In order to determine the mechanism of degradation different benzylic systems (PhCH2X) were investigated: benzyl acetates (X=OAc) [1], sulphonium salts (X=(CH3)2S+BF4~) [2], ammonium salts (X=(CH3)3N+C1~) [3], phosphonium salts (X=Ph3P+Cr), and a group of homobenzylic systems. However, the most thoroughly studied examples have been benzyl halides (X = CI, Br), which set the pattern that is followed by other benzylic systems.

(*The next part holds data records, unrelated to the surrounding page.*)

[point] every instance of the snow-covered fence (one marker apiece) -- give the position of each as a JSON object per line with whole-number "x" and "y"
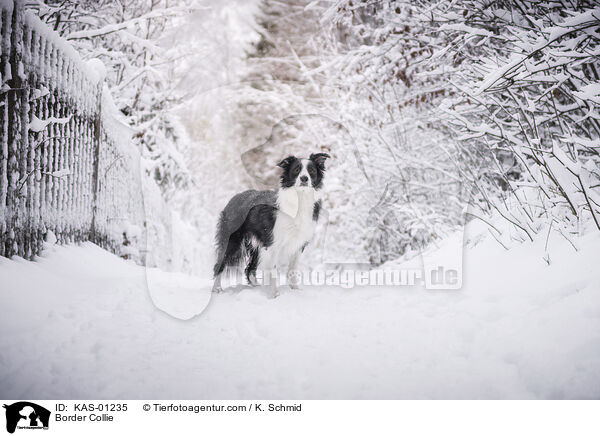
{"x": 66, "y": 167}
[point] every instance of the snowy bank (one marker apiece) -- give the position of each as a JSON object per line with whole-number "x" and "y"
{"x": 80, "y": 323}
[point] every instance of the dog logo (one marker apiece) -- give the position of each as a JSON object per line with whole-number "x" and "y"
{"x": 26, "y": 415}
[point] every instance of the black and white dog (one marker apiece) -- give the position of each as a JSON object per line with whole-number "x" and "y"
{"x": 268, "y": 229}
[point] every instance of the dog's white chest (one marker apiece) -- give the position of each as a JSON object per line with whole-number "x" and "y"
{"x": 294, "y": 225}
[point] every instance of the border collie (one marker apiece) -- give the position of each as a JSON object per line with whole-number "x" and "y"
{"x": 268, "y": 229}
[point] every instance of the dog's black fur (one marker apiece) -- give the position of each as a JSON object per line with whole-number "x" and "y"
{"x": 246, "y": 224}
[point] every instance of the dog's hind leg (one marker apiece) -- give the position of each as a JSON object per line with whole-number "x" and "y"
{"x": 269, "y": 271}
{"x": 217, "y": 288}
{"x": 252, "y": 265}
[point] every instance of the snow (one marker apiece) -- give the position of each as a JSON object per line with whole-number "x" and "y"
{"x": 37, "y": 125}
{"x": 96, "y": 70}
{"x": 80, "y": 323}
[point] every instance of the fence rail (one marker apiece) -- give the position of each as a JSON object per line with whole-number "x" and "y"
{"x": 65, "y": 168}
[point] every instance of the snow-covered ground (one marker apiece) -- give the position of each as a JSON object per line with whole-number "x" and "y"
{"x": 81, "y": 323}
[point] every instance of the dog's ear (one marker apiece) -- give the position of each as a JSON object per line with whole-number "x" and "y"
{"x": 319, "y": 159}
{"x": 286, "y": 162}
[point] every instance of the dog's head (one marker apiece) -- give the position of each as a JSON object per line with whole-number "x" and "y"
{"x": 303, "y": 172}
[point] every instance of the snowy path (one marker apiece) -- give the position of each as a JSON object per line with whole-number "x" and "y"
{"x": 80, "y": 324}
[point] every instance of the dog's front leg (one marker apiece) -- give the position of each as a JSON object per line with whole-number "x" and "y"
{"x": 294, "y": 276}
{"x": 274, "y": 277}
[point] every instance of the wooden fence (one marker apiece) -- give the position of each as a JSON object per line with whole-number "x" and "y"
{"x": 65, "y": 168}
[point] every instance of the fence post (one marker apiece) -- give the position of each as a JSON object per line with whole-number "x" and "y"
{"x": 94, "y": 237}
{"x": 15, "y": 121}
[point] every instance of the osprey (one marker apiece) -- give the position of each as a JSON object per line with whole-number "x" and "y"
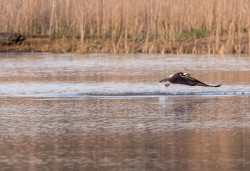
{"x": 184, "y": 78}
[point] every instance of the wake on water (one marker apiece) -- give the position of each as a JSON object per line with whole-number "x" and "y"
{"x": 94, "y": 89}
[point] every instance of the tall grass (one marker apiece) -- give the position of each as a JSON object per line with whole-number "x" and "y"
{"x": 154, "y": 25}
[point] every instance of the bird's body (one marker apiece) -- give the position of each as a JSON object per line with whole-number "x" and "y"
{"x": 184, "y": 78}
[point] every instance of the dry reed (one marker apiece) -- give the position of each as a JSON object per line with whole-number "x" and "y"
{"x": 152, "y": 26}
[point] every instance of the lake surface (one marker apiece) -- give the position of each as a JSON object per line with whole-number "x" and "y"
{"x": 107, "y": 112}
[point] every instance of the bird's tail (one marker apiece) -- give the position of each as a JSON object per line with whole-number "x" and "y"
{"x": 206, "y": 85}
{"x": 164, "y": 80}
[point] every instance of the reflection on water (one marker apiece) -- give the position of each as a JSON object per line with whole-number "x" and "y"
{"x": 166, "y": 133}
{"x": 69, "y": 131}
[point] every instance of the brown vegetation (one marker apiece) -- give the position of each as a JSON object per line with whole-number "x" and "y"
{"x": 122, "y": 26}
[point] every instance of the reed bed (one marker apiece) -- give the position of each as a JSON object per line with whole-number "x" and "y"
{"x": 123, "y": 26}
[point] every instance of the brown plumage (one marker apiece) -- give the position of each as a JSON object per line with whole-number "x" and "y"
{"x": 184, "y": 78}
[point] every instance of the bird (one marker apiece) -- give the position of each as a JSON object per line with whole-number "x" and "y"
{"x": 186, "y": 79}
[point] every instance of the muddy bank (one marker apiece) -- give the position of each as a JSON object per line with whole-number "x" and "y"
{"x": 208, "y": 45}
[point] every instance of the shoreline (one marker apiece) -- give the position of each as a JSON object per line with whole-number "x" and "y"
{"x": 52, "y": 44}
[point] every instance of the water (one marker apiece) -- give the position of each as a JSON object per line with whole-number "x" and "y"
{"x": 104, "y": 112}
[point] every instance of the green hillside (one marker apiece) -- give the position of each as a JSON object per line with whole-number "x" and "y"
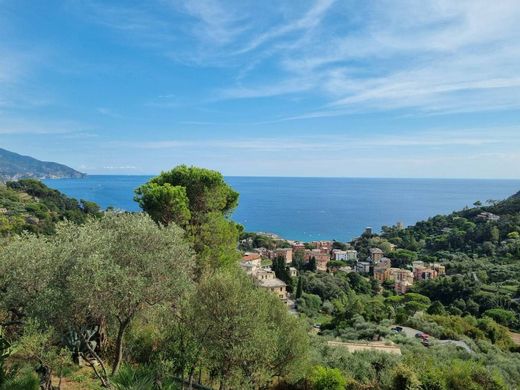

The first photochemical studies were performed in the gas phase [4]. Direct photolysis of benzyl chloride led to benzyl radical and a chlorine atom. Zimmerman and Sandel [1] investigated the photolysis of 3- and 4-methoxybenzyl acetates and related derivatives in ethanol-water solution and observed that direct irradiation of 3-methoxybenzyl acetate as well as 3-methoxybenzyl chloride gave the appropriate alcohol, the ether and lesser amounts of free-radical products. The solvolytic products were taken as an evidence for the formation of an intermediate 3-methoxybenzylic cation. The nature of the state and the sequence of reactions leading to the cation were left unspecified.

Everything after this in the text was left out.